With sports on this continent still at a standstill, the urge is to look back. Most channels have been running classic games as some portion of their schedule. Maybe your local RSN has run your favorite team’s greatest moments. “The Last Dance” was 10 hours of pure nostalgia and not much else, garnering huge ratings for ESPN. Old debates and arguments have been rehashed. In that style, today is a day worth celebrating.
It is the 50th anniversary of Dock Ellis throwing a no-hitter on acid.
By now, the details are known to most fans. Ellis was actually in Los Angeles the morning of his start, thinking he wasn’t pitching until the next day, and could therefore dose to his heart’s content. He found out from a newspaper that he was scheduled to start, and only arrived at the stadium 90 minutes before first pitch.
He was wild, walking eight and hitting another while striking out six. Diving out of the way of soft grounders vaguely in his direction.
Sure, the stories of his hallucinations entertain all, but that doesn’t really get to the heart of the true triumph at hand. Because being on acid is more than just seeing stuff. It’s not just making an abstract art museum out of wherever you happen to be.
Anyone who’s been on LSD will tell you that your sense of time on the drug is completely changed. You experience the 10 seconds behind you and the 10 seconds in front of you at once. It’s not just visual trails, but auditory and sensory ones as well. Ellis could have very easily been seeing the pitch he’d just delivered at the same time the ball was being thrown back to him. He could have heard the crack of the bat while the runner was already heading back to the dugout after being thrown out. He probably was diving out of the way of those softly-hit grounders because the ball would have just been on him. He would have never seen it approach, and yet would have seen it approach two or three times simultaneously. Where did he find the stability to focus on what was actually happening?
Because the harder you focus on just one thing, the more you lose control of everything. Perhaps Ellis could have tried to piece it all together, one at a time. Staring hard at the catcher’s signal, and then focusing solely on throwing the pitch. But it wouldn’t have worked that way. It would be like trying to focus on a bird overhead while floating in the middle of the ocean and being attacked by sharks who are also singing K-pop songs loudly.
Throw in the fact that he was trying to strike out Jimi Hendrix, with Richard Nixon umpiring to a catcher whose very existence was uncertain, and you get a sliver of the idea about what an achievement this was.
Ellis conducted a Beethoven symphony in the middle of a burning house while the land around him fell into the Earth.
Perhaps Ellis benefitted from needing a step-ladder to scratch his ass (h/t Kinky Friedman) that day. He didn’t deal with the normal pressure and tension of carrying a no-hitter through nine innings. He was just too focused on getting through the whole thing without being eaten by the bear in the batter’s box. Certainly it would help distract him from the history he was trying to create. The tense dugout atmosphere normally at play during a no-hitter would have been unnoticeable to Ellis.
And maybe the wildness benefited him as well.

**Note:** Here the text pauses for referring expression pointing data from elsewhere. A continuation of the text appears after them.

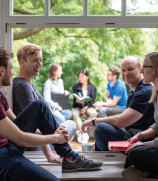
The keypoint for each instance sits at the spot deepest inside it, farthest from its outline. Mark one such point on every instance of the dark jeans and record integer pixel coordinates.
(144, 158)
(104, 133)
(13, 165)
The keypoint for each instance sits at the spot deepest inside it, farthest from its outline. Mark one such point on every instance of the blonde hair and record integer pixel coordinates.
(28, 49)
(115, 71)
(153, 58)
(54, 67)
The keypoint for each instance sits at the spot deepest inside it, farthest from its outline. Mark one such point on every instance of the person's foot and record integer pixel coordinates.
(80, 164)
(54, 159)
(82, 137)
(132, 173)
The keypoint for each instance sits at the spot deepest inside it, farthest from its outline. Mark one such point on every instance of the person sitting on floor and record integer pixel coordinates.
(139, 113)
(18, 132)
(144, 153)
(54, 85)
(116, 95)
(82, 89)
(24, 92)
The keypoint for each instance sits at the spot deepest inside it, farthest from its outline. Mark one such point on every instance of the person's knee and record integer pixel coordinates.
(134, 155)
(98, 130)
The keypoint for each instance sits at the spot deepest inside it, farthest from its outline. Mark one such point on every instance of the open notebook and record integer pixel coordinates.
(61, 99)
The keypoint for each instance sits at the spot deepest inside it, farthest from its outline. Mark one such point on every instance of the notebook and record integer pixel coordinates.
(118, 145)
(61, 99)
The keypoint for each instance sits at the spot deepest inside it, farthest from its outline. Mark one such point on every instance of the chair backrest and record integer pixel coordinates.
(61, 99)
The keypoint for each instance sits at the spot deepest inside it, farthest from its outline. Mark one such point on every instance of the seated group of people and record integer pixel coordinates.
(136, 121)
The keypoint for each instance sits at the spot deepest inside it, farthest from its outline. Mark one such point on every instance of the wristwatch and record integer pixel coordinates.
(93, 121)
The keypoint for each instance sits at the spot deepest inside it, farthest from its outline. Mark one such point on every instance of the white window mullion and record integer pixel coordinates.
(124, 7)
(85, 8)
(47, 7)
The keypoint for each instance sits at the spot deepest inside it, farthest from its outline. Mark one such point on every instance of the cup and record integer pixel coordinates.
(87, 147)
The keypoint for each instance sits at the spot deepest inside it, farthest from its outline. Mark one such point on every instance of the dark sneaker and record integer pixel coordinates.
(81, 163)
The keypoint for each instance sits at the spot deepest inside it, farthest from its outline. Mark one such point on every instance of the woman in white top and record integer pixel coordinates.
(55, 85)
(144, 155)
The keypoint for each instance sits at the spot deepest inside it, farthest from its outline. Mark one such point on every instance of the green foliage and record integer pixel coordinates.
(77, 48)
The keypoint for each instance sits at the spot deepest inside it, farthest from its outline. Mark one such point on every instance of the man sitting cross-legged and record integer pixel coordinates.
(30, 61)
(18, 132)
(139, 114)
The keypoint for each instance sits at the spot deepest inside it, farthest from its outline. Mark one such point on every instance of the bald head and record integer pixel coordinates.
(131, 59)
(131, 71)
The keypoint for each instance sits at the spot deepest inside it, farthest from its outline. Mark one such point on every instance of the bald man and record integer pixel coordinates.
(138, 116)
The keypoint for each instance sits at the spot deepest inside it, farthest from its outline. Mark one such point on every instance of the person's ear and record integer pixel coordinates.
(2, 70)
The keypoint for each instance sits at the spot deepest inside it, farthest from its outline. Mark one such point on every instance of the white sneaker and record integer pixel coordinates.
(133, 174)
(84, 138)
(79, 136)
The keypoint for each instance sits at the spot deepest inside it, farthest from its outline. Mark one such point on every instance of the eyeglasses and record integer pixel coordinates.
(147, 66)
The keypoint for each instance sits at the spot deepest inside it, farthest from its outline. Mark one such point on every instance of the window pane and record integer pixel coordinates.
(100, 7)
(143, 7)
(28, 7)
(65, 7)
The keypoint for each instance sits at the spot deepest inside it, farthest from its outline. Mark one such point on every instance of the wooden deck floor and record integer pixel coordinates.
(111, 171)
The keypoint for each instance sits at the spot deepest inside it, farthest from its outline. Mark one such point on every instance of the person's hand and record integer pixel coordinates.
(98, 104)
(86, 125)
(83, 110)
(135, 138)
(134, 145)
(62, 134)
(54, 158)
(66, 93)
(78, 101)
(59, 108)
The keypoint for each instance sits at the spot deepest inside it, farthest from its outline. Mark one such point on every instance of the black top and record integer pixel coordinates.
(139, 101)
(92, 92)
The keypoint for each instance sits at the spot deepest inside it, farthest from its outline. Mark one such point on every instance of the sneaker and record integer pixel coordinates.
(131, 173)
(79, 136)
(80, 164)
(84, 138)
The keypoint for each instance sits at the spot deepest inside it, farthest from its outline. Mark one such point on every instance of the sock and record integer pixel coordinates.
(72, 156)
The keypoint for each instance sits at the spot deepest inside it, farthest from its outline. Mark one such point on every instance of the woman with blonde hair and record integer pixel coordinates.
(144, 155)
(55, 85)
(83, 88)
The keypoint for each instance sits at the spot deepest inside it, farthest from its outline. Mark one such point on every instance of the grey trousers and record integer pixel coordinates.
(108, 111)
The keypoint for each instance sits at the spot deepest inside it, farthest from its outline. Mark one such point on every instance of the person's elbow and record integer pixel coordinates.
(20, 140)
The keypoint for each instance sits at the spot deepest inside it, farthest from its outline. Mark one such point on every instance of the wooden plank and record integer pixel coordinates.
(111, 171)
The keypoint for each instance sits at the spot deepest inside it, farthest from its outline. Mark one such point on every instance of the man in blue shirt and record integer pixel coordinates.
(116, 95)
(139, 113)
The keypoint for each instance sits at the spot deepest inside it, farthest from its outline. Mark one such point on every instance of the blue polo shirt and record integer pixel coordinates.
(118, 90)
(139, 101)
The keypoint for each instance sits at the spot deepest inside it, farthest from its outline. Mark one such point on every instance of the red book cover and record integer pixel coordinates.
(118, 145)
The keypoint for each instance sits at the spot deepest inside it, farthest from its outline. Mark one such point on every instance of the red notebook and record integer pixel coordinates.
(118, 145)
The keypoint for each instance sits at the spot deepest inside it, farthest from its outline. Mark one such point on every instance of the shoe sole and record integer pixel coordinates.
(82, 169)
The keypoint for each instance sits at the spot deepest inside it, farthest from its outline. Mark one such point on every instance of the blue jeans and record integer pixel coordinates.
(13, 166)
(62, 116)
(104, 133)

It’s an extreme stroke of luck that his lack of control — that led to eight walks and one HBP — didn’t also mean a few pitches got lost in the zone and crushed. Every no-hitter has a slice of luck, but perhaps the utter terror of stepping into the box against a pitcher who is clearly on drugs — with little grasp of where the ball is going, or whom it’s being thrown to — stopped hitters from squaring up whatever mistakes Ellis did make. Maybe the batters were just happy to not piss themselves.
It should be mentioned that Ellis himself wouldn’t have wanted this anniversary to be marked, certainly not celebrated. After retiring from baseball, he became an activist and a counselor for those with substance abuse problems. He helped countless people, especially those incarcerated, to get clean. He was a constant driving force for progress in baseball’s labor issues, and a vocal opponent of institutional racism.
Only presidents, it seems, get to choose their legacy (which is how the aforementioned Nixon somehow ended up with glowing eulogies when he thankfully kicked off this mortal plane). But the whole picture should be painted. That oft-celebrated night in San Diego is part of the story, but probably far too big of Ellis’s whole story. It certainly gives more definition to his great work after he was done playing. The no-hitter is only one piece of a complete arc.
But as times change, perhaps we view drug use a little less like one end of the spectrum, and the wrong one at that. Hell, psychedelics in recent studies have shown they might, might aid those with certain mental illnesses.
It’s a too-slow process, but with the continuing legalization of marijuana throughout the country and the growing view of drugs as more of an economic and health issue, we see it less as a criminal pursuit to be hidden and shamed. Society is not there yet, but it’s inching that way.
And once we stop deriding the drug use, then Ellis’ accomplishment should stand out even more. It’s less and less of a “freak show,” as time moves on. It’ll always be at least partially cartoonish, because how could it not be? We see it more and more as a quirk than as a defining characteristic. And yet the physical task and achievement...it will never be topped.